Applications and systems are constantly faced with decisions that require picking from a set of actions based on contextual information. Reinforcement-based learning algorithms such as contextual bandits can be very effective in these settings, but applying them in practice faces fundamental challenges, and no general system exists that supports them completely. To address this problem, we created the Decision Service: the first end-to-end system for contextual learning. The Decision Service enables all aspects of contextual bandit learning using a loop of four system abstractions: explore (the decision space), log, learn, and deploy. Notably, our new explore and log abstractions ensure the system collects correct, unbiased data, enabling online learning and offline experimentation. The Decision Service has a simple user interface and has been applied with strong results in a variety of settings, such as content recommendation, revenue lift in landing page, tech support, and machine failure handling.

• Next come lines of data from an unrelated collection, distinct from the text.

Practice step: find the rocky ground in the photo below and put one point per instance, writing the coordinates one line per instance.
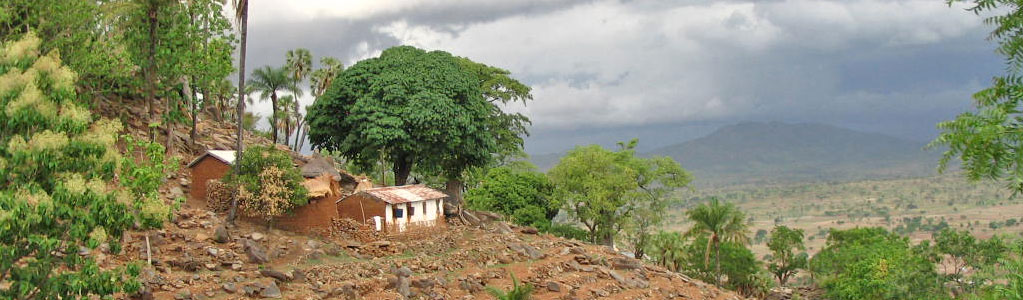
(197, 256)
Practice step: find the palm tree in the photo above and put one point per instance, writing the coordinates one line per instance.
(268, 81)
(241, 17)
(299, 62)
(319, 80)
(723, 222)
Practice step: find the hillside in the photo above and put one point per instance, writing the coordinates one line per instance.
(777, 153)
(196, 256)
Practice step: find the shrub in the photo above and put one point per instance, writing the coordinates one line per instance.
(523, 196)
(270, 185)
(60, 191)
(873, 263)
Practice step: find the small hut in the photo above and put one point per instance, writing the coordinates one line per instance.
(211, 165)
(325, 185)
(395, 208)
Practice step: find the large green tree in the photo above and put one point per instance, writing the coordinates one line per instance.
(785, 260)
(410, 108)
(873, 263)
(608, 190)
(989, 139)
(59, 200)
(720, 222)
(525, 196)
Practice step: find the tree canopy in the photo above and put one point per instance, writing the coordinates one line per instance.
(408, 106)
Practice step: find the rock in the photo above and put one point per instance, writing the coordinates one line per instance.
(553, 287)
(256, 252)
(220, 234)
(229, 288)
(625, 263)
(312, 245)
(402, 284)
(528, 230)
(298, 275)
(270, 290)
(424, 284)
(250, 290)
(183, 295)
(274, 274)
(176, 191)
(502, 227)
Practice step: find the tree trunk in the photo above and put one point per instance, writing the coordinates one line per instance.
(453, 187)
(169, 126)
(638, 253)
(717, 265)
(402, 167)
(241, 102)
(150, 88)
(190, 97)
(298, 133)
(286, 124)
(273, 118)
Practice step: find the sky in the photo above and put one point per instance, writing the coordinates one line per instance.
(670, 71)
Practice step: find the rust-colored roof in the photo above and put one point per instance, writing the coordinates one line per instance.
(227, 157)
(403, 194)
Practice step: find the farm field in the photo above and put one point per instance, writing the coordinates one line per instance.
(913, 207)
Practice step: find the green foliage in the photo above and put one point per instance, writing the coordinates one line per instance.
(568, 231)
(270, 183)
(987, 138)
(737, 263)
(668, 250)
(961, 251)
(410, 108)
(523, 196)
(518, 292)
(57, 196)
(721, 222)
(608, 190)
(873, 263)
(269, 81)
(75, 29)
(785, 261)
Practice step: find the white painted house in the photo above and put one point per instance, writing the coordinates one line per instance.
(395, 208)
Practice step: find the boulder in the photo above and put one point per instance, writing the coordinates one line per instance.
(256, 252)
(220, 234)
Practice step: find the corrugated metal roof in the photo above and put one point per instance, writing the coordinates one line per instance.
(404, 194)
(224, 156)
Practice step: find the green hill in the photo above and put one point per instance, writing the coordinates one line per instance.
(780, 153)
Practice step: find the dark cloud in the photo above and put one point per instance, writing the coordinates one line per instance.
(669, 71)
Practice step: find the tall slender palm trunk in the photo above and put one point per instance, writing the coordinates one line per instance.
(241, 102)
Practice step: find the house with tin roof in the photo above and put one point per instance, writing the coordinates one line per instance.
(211, 165)
(395, 209)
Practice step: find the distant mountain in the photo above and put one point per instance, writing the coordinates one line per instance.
(779, 153)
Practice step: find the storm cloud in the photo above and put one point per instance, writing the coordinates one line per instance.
(668, 71)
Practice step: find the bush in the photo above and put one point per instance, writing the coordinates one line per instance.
(568, 231)
(873, 263)
(523, 196)
(270, 185)
(59, 191)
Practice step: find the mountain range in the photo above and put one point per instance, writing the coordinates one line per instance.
(759, 153)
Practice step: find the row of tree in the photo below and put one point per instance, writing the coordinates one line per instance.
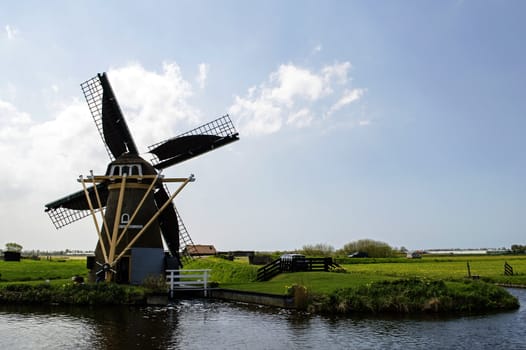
(374, 249)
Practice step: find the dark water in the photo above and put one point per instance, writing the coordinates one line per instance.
(204, 324)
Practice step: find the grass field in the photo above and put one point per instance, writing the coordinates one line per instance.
(448, 268)
(365, 271)
(56, 269)
(240, 275)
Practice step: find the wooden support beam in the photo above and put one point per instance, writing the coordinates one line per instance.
(154, 217)
(104, 221)
(139, 206)
(86, 193)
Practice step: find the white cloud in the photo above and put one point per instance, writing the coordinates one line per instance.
(204, 68)
(364, 122)
(11, 32)
(348, 97)
(301, 118)
(294, 96)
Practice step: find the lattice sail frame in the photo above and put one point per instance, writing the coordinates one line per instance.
(61, 216)
(222, 127)
(93, 92)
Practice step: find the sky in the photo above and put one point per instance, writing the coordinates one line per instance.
(397, 121)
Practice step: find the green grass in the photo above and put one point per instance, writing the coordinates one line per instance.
(225, 271)
(365, 271)
(41, 270)
(489, 268)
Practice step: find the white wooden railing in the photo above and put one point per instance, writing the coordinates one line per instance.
(187, 280)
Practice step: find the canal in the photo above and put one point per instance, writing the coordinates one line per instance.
(208, 324)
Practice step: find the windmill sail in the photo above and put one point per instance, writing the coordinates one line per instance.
(168, 222)
(108, 117)
(74, 207)
(195, 142)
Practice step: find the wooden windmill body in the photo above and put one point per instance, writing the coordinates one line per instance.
(130, 205)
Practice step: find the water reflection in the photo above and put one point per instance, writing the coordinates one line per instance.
(205, 324)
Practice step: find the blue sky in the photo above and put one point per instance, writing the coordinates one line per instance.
(396, 121)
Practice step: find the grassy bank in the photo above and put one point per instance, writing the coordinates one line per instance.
(397, 286)
(56, 269)
(70, 294)
(363, 285)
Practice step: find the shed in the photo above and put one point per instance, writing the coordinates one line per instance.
(200, 250)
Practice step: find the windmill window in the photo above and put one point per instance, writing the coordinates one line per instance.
(125, 218)
(134, 169)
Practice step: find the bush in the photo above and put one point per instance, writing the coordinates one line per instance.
(417, 295)
(374, 249)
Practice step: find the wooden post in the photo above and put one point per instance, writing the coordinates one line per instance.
(104, 253)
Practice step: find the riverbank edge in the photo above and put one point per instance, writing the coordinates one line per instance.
(373, 299)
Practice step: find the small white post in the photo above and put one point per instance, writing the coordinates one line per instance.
(205, 279)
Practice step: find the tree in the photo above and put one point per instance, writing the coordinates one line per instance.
(518, 249)
(375, 249)
(319, 249)
(13, 247)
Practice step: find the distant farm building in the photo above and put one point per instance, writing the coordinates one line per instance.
(200, 250)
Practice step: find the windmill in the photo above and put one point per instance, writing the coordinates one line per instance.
(132, 198)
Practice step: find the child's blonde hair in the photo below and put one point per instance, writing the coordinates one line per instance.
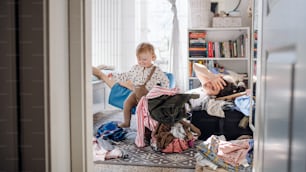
(145, 47)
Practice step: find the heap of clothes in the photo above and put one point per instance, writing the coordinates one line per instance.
(233, 156)
(161, 123)
(103, 142)
(216, 107)
(163, 112)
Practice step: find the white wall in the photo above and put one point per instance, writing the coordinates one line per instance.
(59, 86)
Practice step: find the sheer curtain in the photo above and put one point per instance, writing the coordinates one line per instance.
(175, 50)
(164, 24)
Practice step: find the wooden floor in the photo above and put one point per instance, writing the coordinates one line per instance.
(116, 115)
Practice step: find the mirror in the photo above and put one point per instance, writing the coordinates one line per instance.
(224, 5)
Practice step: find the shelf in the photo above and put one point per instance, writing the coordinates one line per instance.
(207, 42)
(213, 58)
(219, 29)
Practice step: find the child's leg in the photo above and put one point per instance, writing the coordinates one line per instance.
(129, 103)
(97, 72)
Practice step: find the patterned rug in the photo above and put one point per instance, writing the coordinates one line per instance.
(147, 157)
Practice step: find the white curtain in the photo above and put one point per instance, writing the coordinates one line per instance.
(175, 50)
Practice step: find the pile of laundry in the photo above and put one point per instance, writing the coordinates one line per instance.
(104, 142)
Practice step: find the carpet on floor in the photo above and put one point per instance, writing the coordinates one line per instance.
(148, 157)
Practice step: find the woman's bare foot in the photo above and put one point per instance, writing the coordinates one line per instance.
(124, 125)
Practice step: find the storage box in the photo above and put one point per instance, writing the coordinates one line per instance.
(226, 22)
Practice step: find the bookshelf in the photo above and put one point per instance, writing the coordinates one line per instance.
(220, 49)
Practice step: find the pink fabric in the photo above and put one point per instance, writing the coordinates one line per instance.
(233, 152)
(177, 145)
(143, 118)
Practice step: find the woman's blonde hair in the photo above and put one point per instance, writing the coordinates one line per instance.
(145, 47)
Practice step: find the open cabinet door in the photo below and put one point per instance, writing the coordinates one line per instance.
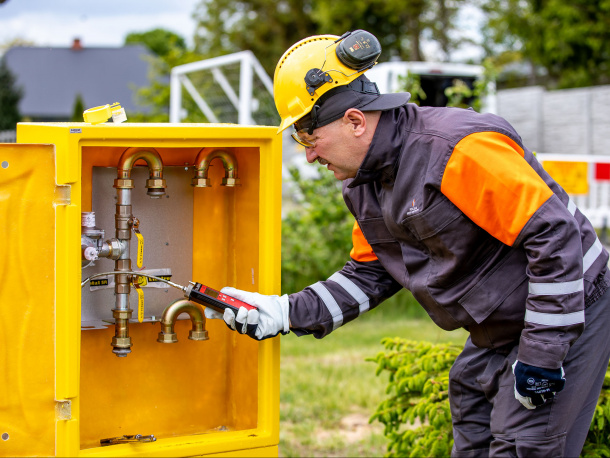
(28, 197)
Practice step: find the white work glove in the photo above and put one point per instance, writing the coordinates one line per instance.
(534, 385)
(269, 320)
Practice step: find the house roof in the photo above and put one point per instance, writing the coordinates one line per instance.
(51, 78)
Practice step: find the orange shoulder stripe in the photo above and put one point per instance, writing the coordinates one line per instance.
(488, 179)
(361, 251)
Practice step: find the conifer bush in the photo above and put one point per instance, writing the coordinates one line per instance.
(416, 411)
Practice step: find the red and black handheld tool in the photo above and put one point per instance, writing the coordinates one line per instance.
(216, 300)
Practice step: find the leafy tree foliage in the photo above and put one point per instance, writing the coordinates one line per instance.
(418, 395)
(269, 27)
(160, 41)
(9, 99)
(416, 412)
(169, 50)
(567, 38)
(316, 235)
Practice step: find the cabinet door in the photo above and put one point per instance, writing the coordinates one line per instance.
(28, 196)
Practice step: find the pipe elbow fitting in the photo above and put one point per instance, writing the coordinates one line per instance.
(202, 165)
(155, 184)
(170, 315)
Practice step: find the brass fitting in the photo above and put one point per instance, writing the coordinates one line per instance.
(155, 183)
(170, 315)
(202, 164)
(121, 342)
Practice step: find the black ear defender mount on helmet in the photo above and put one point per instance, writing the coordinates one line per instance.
(357, 50)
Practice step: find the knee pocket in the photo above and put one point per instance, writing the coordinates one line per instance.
(530, 446)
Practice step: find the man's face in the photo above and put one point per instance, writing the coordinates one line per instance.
(336, 147)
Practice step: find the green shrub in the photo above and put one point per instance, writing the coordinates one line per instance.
(416, 412)
(417, 396)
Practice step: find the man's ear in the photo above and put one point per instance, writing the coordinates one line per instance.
(357, 121)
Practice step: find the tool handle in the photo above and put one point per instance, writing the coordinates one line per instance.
(216, 300)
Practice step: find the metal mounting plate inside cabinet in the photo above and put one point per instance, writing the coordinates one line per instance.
(167, 226)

Marco Rossi is a Sr. Data Scientist working in online learning at Microsoft Research New York City. Previously, he was a Sr. Researcher at a computer vision start-up, where he used unsupervised learning to design image recognition algorithms. He received his undergraduate and graduate degrees in Telecommunications Engineering from Politecnico di Milano, and he obtained his PhD in Electrical Engineering from NJIT. He is passionate about using data and Machine Learning to address real-world problems.